She said studies showed gardening helps with improving one’s mood and reducing stress, and having one in the neighborhood could create a greater sense of community.  

One client at the home liked going to the local community garden, she said, but due to transportation and staffing issues, it was difficult for him to visit the garden often. 

After the ceremony, King said the client will be able to walk across the parking lot to the garden immediately. The garden is much closer now, and she said she hopes there are fewer barriers to his hobby. 

“Everyone has a right to participate in their community,” King said. “Since we own housing options, we wanted to give the community a place to have a community garden.”

She said Garrett Mangum and his son Casey, an active member of the LIFEDesigns choir group, volunteered to construct the raised garden. 

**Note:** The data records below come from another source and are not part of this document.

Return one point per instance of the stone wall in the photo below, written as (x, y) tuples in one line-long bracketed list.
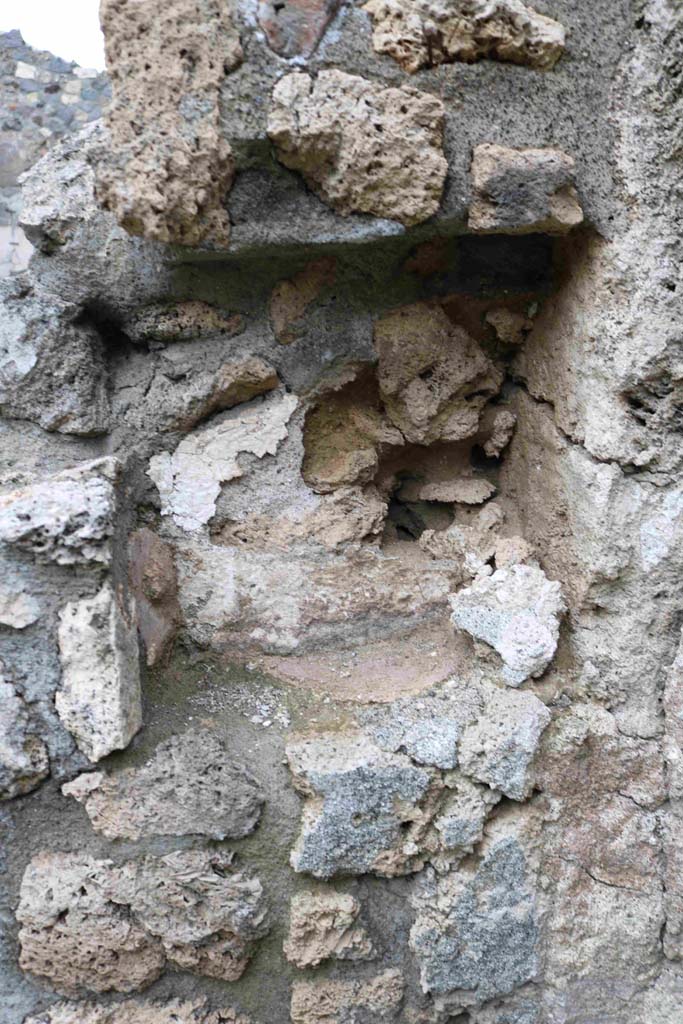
[(41, 97), (340, 523)]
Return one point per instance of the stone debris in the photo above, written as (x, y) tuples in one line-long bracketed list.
[(297, 27), (135, 1012), (499, 747), (291, 298), (348, 1001), (496, 430), (344, 435), (52, 367), (67, 518), (434, 379), (363, 808), (463, 812), (24, 760), (476, 931), (75, 935), (179, 401), (168, 168), (181, 322), (471, 544), (17, 609), (99, 699), (345, 515), (189, 480), (87, 924), (155, 587), (189, 786), (522, 192), (207, 914), (510, 328), (57, 193), (324, 926), (361, 147), (427, 33), (517, 611)]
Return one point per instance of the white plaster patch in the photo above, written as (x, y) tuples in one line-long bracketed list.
[(189, 480)]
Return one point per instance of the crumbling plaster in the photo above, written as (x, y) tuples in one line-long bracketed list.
[(496, 839)]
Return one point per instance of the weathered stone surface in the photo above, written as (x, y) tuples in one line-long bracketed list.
[(472, 545), (323, 926), (167, 169), (57, 192), (291, 298), (189, 480), (519, 192), (517, 610), (207, 914), (17, 609), (99, 699), (434, 379), (361, 809), (189, 786), (462, 814), (476, 930), (344, 435), (181, 322), (499, 747), (378, 999), (361, 147), (296, 27), (24, 760), (425, 33), (67, 518), (179, 401), (75, 935), (155, 587), (510, 328), (136, 1012), (52, 369), (86, 924)]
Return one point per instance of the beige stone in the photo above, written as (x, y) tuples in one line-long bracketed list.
[(434, 379), (75, 936), (323, 926), (344, 434), (510, 327), (361, 147), (189, 786), (291, 298), (378, 999), (425, 33), (154, 583), (181, 322), (99, 700), (136, 1012), (186, 402), (206, 913), (167, 169), (88, 924), (522, 192)]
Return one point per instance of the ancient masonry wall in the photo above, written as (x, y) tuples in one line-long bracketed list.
[(341, 522), (41, 98)]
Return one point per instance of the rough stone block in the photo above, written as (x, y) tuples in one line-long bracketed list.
[(189, 786), (522, 192), (361, 147), (99, 699), (517, 610), (67, 518)]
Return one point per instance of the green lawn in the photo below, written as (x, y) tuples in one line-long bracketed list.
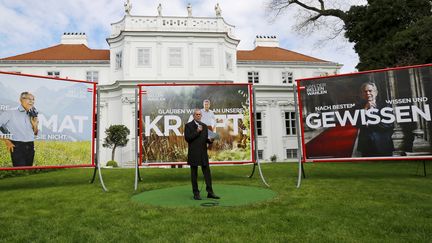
[(338, 202)]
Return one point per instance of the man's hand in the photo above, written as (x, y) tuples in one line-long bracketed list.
[(35, 123), (9, 145)]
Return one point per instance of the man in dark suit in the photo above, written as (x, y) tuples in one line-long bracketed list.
[(196, 134), (374, 140)]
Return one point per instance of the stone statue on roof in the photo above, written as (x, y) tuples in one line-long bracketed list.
[(189, 8), (160, 9), (128, 7), (218, 10)]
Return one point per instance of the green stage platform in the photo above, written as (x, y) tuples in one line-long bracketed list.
[(181, 196)]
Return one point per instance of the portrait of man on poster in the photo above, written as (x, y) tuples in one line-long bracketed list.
[(374, 140), (19, 127)]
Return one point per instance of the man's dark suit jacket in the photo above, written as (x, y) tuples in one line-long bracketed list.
[(375, 140), (197, 150)]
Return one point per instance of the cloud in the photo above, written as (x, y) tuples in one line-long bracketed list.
[(28, 25)]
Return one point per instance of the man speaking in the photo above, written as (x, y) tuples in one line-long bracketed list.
[(196, 134), (21, 125)]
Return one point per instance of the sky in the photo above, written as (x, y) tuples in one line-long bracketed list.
[(29, 25)]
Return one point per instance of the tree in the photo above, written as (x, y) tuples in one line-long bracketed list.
[(385, 33), (116, 137)]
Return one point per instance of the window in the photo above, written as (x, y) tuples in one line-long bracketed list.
[(206, 57), (119, 60), (92, 76), (287, 78), (53, 74), (175, 57), (260, 154), (291, 153), (228, 60), (259, 123), (253, 77), (143, 57), (290, 123)]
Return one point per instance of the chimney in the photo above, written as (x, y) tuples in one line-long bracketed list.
[(74, 38), (269, 41)]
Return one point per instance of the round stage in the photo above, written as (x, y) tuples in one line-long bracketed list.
[(231, 195)]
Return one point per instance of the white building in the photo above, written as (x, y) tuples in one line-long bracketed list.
[(160, 49)]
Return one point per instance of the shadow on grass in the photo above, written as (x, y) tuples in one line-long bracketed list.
[(364, 170)]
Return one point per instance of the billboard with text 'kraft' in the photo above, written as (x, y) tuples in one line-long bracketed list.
[(165, 110)]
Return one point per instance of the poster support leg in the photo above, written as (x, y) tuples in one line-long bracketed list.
[(97, 141), (137, 173), (257, 161), (253, 170), (299, 151), (303, 173), (94, 174)]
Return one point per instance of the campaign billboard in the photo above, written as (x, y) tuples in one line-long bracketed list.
[(165, 109), (374, 115), (45, 122)]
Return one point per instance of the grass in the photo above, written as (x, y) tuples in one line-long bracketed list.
[(337, 202), (51, 153)]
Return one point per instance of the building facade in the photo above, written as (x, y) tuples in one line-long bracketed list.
[(161, 49)]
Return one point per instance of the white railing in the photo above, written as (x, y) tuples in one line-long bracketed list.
[(171, 24)]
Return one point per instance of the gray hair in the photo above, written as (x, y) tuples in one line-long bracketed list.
[(370, 84), (24, 94)]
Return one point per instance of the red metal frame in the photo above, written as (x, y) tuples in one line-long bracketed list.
[(194, 84), (252, 122), (299, 88), (93, 125)]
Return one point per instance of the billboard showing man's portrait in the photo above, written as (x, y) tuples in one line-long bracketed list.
[(384, 114), (45, 122), (165, 110)]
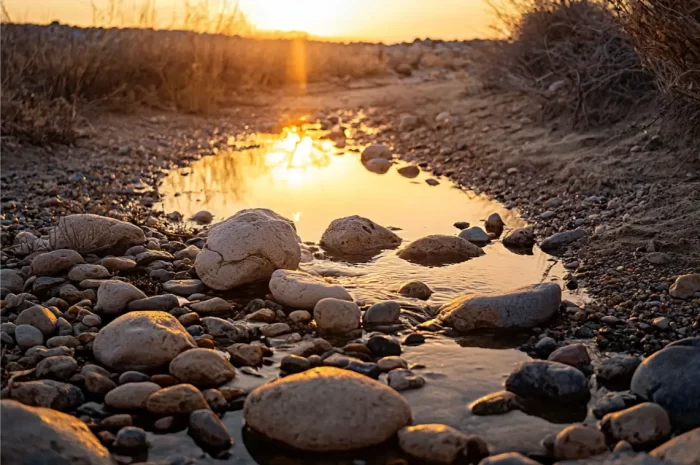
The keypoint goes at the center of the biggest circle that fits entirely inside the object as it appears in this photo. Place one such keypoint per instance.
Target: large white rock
(89, 233)
(335, 316)
(326, 409)
(355, 235)
(525, 307)
(141, 341)
(433, 443)
(113, 297)
(300, 290)
(35, 435)
(55, 262)
(246, 248)
(439, 249)
(202, 368)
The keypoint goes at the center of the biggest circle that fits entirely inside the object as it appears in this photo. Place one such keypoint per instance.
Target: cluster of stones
(175, 357)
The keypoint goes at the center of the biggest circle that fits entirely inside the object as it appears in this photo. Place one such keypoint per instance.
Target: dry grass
(667, 36)
(572, 54)
(47, 72)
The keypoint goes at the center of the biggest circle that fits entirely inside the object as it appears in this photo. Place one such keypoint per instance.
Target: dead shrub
(573, 55)
(667, 36)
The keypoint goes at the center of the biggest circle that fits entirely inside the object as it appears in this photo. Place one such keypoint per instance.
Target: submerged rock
(55, 262)
(356, 411)
(45, 436)
(121, 344)
(440, 250)
(433, 443)
(671, 379)
(523, 238)
(246, 248)
(416, 290)
(90, 233)
(526, 307)
(475, 235)
(549, 381)
(642, 426)
(355, 235)
(303, 291)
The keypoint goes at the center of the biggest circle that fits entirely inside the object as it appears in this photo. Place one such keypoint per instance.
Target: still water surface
(311, 181)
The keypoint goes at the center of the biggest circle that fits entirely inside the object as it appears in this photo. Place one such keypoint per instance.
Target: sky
(367, 20)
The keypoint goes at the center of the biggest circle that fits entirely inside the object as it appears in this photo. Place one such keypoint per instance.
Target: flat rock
(113, 297)
(433, 443)
(303, 291)
(163, 302)
(642, 426)
(120, 345)
(46, 393)
(357, 411)
(355, 235)
(215, 305)
(46, 436)
(130, 396)
(246, 248)
(671, 379)
(88, 233)
(180, 399)
(55, 262)
(549, 381)
(558, 240)
(525, 307)
(202, 368)
(685, 286)
(440, 250)
(184, 287)
(84, 271)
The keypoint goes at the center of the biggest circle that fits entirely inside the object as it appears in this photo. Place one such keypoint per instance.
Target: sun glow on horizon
(314, 17)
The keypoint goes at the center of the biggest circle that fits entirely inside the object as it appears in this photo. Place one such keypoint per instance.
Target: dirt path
(634, 194)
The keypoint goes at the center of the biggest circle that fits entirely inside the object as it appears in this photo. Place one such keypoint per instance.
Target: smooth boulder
(45, 436)
(525, 307)
(440, 250)
(671, 379)
(356, 411)
(88, 233)
(549, 381)
(355, 235)
(246, 248)
(141, 341)
(302, 291)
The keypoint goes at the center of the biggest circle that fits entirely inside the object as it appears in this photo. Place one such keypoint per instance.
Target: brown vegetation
(571, 53)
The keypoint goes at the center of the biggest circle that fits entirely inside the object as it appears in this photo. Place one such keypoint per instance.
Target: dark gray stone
(549, 381)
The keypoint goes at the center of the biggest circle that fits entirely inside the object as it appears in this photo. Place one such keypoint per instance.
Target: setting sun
(315, 17)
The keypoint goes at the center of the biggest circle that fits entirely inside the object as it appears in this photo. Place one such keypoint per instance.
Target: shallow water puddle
(311, 181)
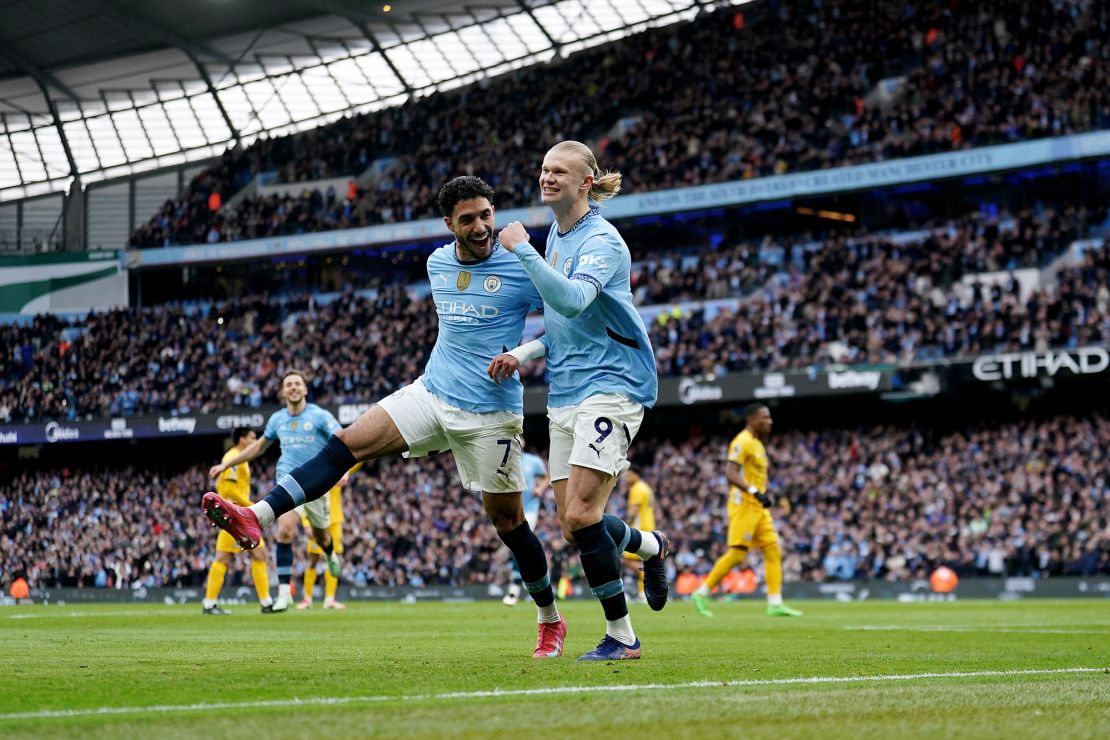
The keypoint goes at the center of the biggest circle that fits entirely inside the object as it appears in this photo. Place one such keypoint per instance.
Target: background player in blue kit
(302, 429)
(602, 374)
(482, 296)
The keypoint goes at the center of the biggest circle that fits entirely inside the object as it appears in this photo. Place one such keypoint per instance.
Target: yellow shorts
(225, 543)
(750, 525)
(335, 530)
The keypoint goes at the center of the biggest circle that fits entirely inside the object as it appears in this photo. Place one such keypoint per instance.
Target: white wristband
(528, 351)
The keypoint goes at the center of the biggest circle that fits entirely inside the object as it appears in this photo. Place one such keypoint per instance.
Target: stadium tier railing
(876, 174)
(918, 379)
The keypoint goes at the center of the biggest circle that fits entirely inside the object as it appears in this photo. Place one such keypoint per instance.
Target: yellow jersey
(747, 452)
(641, 494)
(234, 484)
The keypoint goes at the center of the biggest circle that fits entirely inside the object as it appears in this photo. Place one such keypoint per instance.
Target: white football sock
(264, 514)
(648, 546)
(548, 614)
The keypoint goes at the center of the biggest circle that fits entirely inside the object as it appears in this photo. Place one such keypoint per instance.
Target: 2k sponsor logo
(592, 261)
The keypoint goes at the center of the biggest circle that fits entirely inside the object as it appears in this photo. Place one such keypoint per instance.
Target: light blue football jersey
(533, 467)
(605, 348)
(482, 307)
(301, 436)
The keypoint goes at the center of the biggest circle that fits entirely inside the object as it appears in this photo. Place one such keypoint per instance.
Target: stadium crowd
(889, 503)
(865, 298)
(774, 88)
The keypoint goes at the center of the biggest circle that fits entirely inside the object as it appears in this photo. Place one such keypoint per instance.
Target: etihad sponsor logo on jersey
(461, 312)
(231, 421)
(185, 424)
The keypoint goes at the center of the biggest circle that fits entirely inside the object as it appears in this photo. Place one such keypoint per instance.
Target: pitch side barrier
(915, 590)
(997, 371)
(860, 176)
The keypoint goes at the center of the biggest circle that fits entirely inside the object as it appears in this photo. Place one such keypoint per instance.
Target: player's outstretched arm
(567, 296)
(252, 450)
(503, 365)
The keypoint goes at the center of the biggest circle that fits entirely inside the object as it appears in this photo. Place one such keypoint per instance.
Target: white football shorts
(486, 447)
(595, 434)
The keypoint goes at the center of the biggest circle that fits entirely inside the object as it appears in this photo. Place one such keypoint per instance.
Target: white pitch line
(950, 628)
(496, 693)
(72, 615)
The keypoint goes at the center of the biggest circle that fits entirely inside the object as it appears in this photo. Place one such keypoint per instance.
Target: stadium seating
(866, 298)
(779, 88)
(1015, 499)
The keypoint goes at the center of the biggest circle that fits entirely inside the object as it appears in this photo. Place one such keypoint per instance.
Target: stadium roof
(108, 88)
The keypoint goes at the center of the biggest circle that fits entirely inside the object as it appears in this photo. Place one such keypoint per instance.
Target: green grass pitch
(1018, 669)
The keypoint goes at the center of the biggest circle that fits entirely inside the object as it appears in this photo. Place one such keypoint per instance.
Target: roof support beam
(525, 8)
(215, 95)
(140, 24)
(44, 79)
(355, 19)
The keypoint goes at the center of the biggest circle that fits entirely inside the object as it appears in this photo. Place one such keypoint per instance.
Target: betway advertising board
(1003, 368)
(673, 392)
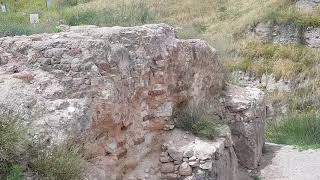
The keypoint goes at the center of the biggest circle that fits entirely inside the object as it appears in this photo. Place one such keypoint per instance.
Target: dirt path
(287, 163)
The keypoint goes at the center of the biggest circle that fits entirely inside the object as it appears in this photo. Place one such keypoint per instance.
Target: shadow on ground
(269, 152)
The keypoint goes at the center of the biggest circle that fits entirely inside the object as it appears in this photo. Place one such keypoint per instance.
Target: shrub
(299, 129)
(283, 61)
(198, 121)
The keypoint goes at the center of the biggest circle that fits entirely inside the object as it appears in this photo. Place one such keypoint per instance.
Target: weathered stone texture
(246, 115)
(202, 159)
(116, 85)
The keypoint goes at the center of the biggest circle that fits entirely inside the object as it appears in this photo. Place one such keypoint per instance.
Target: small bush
(299, 129)
(283, 61)
(199, 122)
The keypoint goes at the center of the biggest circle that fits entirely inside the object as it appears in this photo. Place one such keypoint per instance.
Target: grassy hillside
(222, 23)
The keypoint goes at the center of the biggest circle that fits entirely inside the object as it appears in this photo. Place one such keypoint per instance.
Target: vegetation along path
(282, 162)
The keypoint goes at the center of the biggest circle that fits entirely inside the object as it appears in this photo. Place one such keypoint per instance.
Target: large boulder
(246, 114)
(116, 87)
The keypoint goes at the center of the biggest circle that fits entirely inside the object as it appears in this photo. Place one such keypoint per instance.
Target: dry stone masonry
(116, 90)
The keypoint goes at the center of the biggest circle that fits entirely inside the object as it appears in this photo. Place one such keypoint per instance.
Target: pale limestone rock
(222, 168)
(115, 87)
(246, 115)
(185, 169)
(167, 167)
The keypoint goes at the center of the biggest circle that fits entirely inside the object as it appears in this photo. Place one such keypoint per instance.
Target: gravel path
(287, 163)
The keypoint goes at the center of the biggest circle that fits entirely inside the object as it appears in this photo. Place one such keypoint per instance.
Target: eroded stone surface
(117, 87)
(247, 113)
(209, 160)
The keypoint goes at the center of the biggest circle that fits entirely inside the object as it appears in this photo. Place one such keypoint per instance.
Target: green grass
(298, 129)
(283, 61)
(291, 15)
(130, 13)
(198, 121)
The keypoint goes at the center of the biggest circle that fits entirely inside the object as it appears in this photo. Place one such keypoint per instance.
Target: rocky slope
(116, 89)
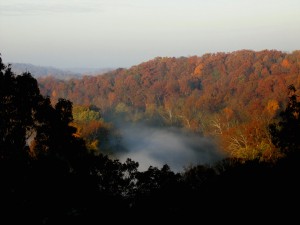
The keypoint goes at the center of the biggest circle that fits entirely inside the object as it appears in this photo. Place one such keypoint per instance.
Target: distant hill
(229, 96)
(64, 74)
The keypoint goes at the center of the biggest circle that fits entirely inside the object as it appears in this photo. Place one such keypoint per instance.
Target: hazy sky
(123, 33)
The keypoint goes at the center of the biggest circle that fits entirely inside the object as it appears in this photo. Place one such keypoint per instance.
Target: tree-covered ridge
(230, 96)
(48, 176)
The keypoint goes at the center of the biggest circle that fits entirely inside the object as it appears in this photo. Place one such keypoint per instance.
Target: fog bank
(158, 146)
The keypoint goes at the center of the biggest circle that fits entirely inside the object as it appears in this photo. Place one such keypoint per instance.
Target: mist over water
(152, 146)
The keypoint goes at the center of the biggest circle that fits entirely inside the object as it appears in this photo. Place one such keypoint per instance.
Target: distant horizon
(85, 68)
(124, 33)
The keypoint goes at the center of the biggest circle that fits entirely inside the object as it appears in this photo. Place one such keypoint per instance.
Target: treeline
(231, 97)
(48, 176)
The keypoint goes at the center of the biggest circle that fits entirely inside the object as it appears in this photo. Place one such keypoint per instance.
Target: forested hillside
(49, 175)
(231, 97)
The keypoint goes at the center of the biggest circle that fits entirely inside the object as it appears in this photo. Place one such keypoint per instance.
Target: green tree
(285, 133)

Stacy Bruce, the director of member services at the Bloomington Chamber of Commerce and a key member at Tri Kappa, said at the ribbon-cutting Mangum and his son will be attending alongside several families and people within the LIFEDesigns nonprofit. 

“To be able to see the whole process – the garden at its very beginning all the way to the first vegetables that are going to be planted – is really wonderful,” Bruce said.

Mangum said his son has autism and that he appreciates LIFEDesigns for treating Casey like he is a part of the agency. 

The project took about 12 hours, and he designed it with a U-shaped space in the middle for people to come in and look at all the plants, he said. Mangum and Casey will meet with some others to put compost in the garden before Friday’s ceremony. 

Mangum said he’s interested in future LIFEDesigns projects and he enjoys working with his son on such projects. 

“I hope that the kids or the clients get to enjoy growing something on their own,” Mangum said.